8.Bölüm

7.2K 467 42
                                    

Yazardan
Rüzgarın uçuşturduğu saçlarını kulağının arkasına özensizce sıkıştırdı genç kadın.

Balkonundaki salıncakta oturmuş, güneşin doğuşunu izliyordu.

Soğumuş kahvesine bakarak yüzünü buruşturdu ve sigarasını yaktı.

Ciğerlerini zehirlemekten nefret ediyordu ama bu zehirli duman ona kendini iyi hissettiriyordu.

Gözleri dün oğlunu ziyaret edişinden sonra ağlamaktan şişmiş,kızarmıştı. Böyle bile güzeldi genç kadın.

Gelen adım sesleriyle başını balkon kapısına çevirdi ve uykusundan yeni uyanmış, gözlerini yumruk yaptığı elleriyle ovuşturan sevdiği adamı gördü. Gözlerinin sevgiyle parladığına emindi genç kadın.

"Sevgilim." Adamın uykulu çıkan sesiyle gülümsedi kadın, özlemişti bu ses tonunu. Dağılan saçlarını düzeltmek istercesine ellerini saçlarından birkaç kez geçirip sevdiği kadının yanına adımladı Emre.

Uzun kemikli parmaklarıyla, kadının dudakları arasındaki sigaraya uzandı ve sigarayı alarak küllüğe bastırdı.

Çatık kaşlarıyla ona bakan sevgilisine şefkatle gülümsedi ve yanağını okşadı. Anında kadının kaşları düzeldi ve sevdiği adamın karşısında eriyip gitti.

"Şu illeti içmeni sevmiyorum yavrum." Kafasıyla onayladı genç kadın onu zaten şuan 'öl' dese ölecek kıvamdaydı.

Emre, sevgilisine yaklaştı ve yanağını öptü narince.
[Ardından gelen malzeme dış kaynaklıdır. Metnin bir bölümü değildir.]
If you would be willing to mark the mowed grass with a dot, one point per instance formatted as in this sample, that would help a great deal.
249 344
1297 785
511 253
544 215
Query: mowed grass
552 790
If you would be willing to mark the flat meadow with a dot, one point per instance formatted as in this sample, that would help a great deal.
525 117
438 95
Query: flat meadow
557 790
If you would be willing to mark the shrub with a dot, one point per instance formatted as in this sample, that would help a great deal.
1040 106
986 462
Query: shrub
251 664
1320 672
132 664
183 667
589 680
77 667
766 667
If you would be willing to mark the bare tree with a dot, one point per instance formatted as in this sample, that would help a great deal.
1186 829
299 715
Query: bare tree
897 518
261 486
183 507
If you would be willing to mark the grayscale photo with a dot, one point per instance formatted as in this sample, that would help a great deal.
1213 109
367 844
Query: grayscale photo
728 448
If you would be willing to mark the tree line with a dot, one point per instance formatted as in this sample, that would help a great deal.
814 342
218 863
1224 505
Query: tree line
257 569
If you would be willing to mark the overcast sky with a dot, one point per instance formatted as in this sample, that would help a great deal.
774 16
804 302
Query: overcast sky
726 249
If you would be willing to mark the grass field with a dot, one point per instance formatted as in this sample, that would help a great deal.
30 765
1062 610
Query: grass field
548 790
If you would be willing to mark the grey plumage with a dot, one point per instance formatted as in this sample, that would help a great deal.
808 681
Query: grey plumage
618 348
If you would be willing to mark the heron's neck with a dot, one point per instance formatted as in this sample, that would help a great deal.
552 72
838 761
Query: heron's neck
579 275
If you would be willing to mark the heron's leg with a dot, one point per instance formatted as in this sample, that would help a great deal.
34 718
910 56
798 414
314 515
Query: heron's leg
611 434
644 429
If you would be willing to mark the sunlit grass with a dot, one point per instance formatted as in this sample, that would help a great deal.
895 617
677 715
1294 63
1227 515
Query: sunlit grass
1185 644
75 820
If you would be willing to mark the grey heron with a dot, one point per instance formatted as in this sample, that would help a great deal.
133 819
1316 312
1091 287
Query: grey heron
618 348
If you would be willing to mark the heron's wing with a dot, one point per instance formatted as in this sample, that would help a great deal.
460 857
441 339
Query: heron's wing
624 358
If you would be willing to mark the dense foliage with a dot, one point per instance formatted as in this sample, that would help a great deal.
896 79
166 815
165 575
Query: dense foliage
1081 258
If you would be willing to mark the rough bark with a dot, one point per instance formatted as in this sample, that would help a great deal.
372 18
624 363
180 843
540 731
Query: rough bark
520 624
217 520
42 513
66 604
Sonra dudağının kenarına bir öpücük daha kondurdu ve en son sertçe dudaklarını İlda'nın dudaklarına yasladı.

Kadın büyük bir zevkle karşılık verdi ve birkaç saniye sonra ayrıldılar.

Emre, başını sevgilisinin göğsüne yasladı ve camdan dışarıya baktı boş boş.

Eşiyle geçirdiği her anda 'ya oğlumda burda olsaydı' diye düşünmekten kendini alı koyamıyordu.

İlda elini, göğsüne yatan sevgilisinin saçlarına koydu ve yavaş yavaş okşamaya başladı.

Yorgun hissediyordu genç kadın. Bu bedensel bir yorgunluk değildi, ruhsal anlamda bir yorgunluktu.

Ruhu yorulmuştu genç yaşında. Saçlarının arasına düşmeye başlayan aklar canını iyice sıkıyordu.

Oğlunu kaybettiği günden beri hiç iyi değildi. Canıydı, kanıydı oğlu onun.

Bir kez daha nefretle dolup taştı içi anneliğini ondan alan canilere karşı.

"Sevgilim" tatlı bir sesle mırıldandı kadın. Eşine danışmak, ondan fikir almak istiyordu. Her şeyi ona anlatmaya ihtiyacı vardı ama ondan önce merak ettiğini sormalı, sevgilisinin bu zamana kadar neler yaptığını öğrenmeliydi.

İlda'dan

"Ayrı geçirdiğimiz bu seneler içinde neler yaptın? Ne yaptılar sana? Çok yaktılar mı canını?" diyerek tepkisine baktım. Gülümseyen yüzü solmuştu.

Elimin tersiyle yanağını okşadım.

"İlk dört ay çok zordu. Her şeyi unutmamı istediler, beni kendi adamları yapacaklardı. Ama beceremediler. Ne ağzımdan laf alabildiler, ne hayatımı unutturabildiler." Derince iç çekti.

"Bu dört ay içinde bazıları bedenimde, bazıları ruhumda kalıcı yaralar açtılar ama dişimi sıktım hep." Anlatırken zorlandığı belliydi.

Güç vermek isteyerek sol elini ellerim arasına aldım ve elinin üzerini okşamaya başladım.